吴浩说到这里的时候,寝室里的几个人就都是叹息了。
简小牧不想再在这种不好的情境里呆下去了,就起身披了衣服,从寝室的大门走出去。边走边想自朱子扬住院开始,好像已经有三四天没和莫夏雨见过面了,于是又大步地往女生寝室走去。

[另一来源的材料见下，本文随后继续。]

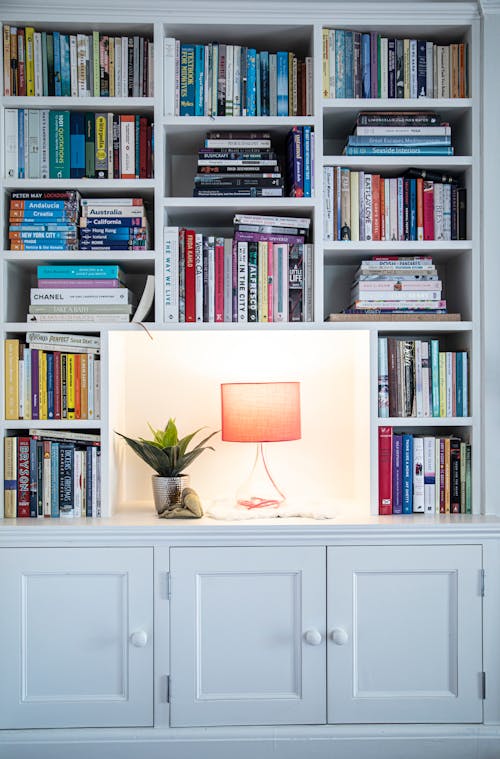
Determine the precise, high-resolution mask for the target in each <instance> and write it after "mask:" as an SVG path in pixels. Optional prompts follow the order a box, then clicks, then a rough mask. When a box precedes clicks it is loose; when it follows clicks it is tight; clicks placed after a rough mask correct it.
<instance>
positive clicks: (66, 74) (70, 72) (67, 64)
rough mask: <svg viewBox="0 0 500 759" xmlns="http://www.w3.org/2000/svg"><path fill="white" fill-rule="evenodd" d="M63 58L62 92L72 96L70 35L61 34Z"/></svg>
mask: <svg viewBox="0 0 500 759" xmlns="http://www.w3.org/2000/svg"><path fill="white" fill-rule="evenodd" d="M59 44H60V58H61V94H62V95H63V97H70V96H71V64H70V59H69V35H68V34H61V35H60V37H59Z"/></svg>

到女生寝室门口时候,那个戴着一副深度眼睛的阿姨又拦在了门口,“哎哎哎,这位同学,女生寝室你们男生不好随便进去的。”
简小牧停下了脚步,拿出口袋里的笔在自己的手掌上写了莫夏雨的名字,然后朝向她,“阿姨我找她,你帮我叫一下总可以吧?”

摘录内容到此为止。